At the time, this ultra-long duration strategy appeared conservative and responsible. In reality, it reflected institutional inexperience. Much of the portfolio construction was driven by junior analysts with limited cycle experience, resulting in long-term damage to client outcomes once the crisis environment normalized.
The deeper driver behind this behavior is not long-term value creation — it is fear of client attrition.
Banks understand that short-term volatility and temporary drawdowns often trigger client departures. As a result, institutions systematically favor strategies that look safe, even when they produce mediocre long-term outcomes.
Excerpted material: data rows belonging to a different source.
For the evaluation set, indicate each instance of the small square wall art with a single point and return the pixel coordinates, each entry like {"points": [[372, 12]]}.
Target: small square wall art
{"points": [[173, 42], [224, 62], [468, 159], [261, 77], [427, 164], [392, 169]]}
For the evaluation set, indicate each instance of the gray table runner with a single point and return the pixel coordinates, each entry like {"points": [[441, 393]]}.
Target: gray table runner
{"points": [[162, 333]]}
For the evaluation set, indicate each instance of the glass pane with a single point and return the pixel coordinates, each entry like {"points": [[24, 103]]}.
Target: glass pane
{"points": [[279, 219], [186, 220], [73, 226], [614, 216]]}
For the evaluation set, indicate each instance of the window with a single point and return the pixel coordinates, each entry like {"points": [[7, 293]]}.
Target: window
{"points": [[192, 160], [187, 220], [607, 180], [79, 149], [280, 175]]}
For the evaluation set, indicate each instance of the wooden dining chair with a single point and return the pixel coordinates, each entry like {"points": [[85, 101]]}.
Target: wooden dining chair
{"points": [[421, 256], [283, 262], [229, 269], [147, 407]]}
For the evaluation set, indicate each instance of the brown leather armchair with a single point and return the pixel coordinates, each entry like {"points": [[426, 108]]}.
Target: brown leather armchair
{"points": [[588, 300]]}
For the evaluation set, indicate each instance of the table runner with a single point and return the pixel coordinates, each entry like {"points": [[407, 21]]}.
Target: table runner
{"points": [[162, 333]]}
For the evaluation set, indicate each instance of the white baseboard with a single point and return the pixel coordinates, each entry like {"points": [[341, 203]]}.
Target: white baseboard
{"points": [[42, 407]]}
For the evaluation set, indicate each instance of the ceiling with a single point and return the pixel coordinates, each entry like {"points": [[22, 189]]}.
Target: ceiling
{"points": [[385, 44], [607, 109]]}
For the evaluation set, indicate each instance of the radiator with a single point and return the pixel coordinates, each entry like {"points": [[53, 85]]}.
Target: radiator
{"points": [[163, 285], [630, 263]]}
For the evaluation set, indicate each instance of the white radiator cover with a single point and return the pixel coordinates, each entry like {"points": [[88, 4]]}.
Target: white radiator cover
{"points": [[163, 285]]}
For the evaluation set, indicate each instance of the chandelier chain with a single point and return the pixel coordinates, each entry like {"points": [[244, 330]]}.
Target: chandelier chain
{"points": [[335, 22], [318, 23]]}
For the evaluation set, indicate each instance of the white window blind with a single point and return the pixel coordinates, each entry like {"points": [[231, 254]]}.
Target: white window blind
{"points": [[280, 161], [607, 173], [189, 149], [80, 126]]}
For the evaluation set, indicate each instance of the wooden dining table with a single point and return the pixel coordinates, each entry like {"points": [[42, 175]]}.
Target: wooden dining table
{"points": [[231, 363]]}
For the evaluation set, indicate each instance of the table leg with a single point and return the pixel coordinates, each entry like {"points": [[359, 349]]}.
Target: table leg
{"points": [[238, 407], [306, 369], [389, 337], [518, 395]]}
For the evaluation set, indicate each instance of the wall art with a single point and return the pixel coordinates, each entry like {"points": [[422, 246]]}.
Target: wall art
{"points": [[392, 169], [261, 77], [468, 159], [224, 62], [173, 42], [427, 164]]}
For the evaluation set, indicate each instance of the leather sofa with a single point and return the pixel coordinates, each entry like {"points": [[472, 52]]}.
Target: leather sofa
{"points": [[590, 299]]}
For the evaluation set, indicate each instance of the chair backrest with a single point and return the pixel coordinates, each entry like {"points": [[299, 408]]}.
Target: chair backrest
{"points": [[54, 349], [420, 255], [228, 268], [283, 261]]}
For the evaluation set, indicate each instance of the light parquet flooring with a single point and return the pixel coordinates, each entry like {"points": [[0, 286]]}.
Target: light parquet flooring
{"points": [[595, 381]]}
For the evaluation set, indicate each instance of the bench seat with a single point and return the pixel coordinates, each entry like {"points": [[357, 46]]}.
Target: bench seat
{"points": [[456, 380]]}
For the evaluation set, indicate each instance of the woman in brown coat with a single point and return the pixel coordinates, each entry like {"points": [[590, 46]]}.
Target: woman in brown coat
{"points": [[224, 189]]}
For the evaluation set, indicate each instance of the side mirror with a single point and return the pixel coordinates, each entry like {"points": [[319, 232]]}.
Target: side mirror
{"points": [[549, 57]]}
They prioritize short-term emotional stability over long-term capital growth.
In avoiding short-term discomfort, they sacrifice long-term wealth creation.
True long-term investment management requires entrepreneurial thinking — not cosmetic stability.
It means taking intelligent, compensated risk, not optimizing for smooth charts.
Portfolio managers must move beyond transactional relationships and build deep, life-cycle wealth partnerships, delivering value across generations, not quarters.
Sustainable long-term returns are not created by simply extending time horizons.
They come from understanding risk, pricing risk, and using risk.
This requires capital managers to evolve from passive product allocators into active value seekers and value creators — executing decisively, staying disciplined through volatility, and maintaining patience through cycles.
Only when investors step outside bank-designed product frameworks — and begin identifying, owning, and holding fundamentally undervalued, high-quality assets — can true long-term wealth growth occur.
In this process, simple, transparent, fundamentals-driven strategies consistently outperform complex, opaque, and heavily packaged financial products.
Not because they are flashy — but because they are structurally aligned with how real wealth is built.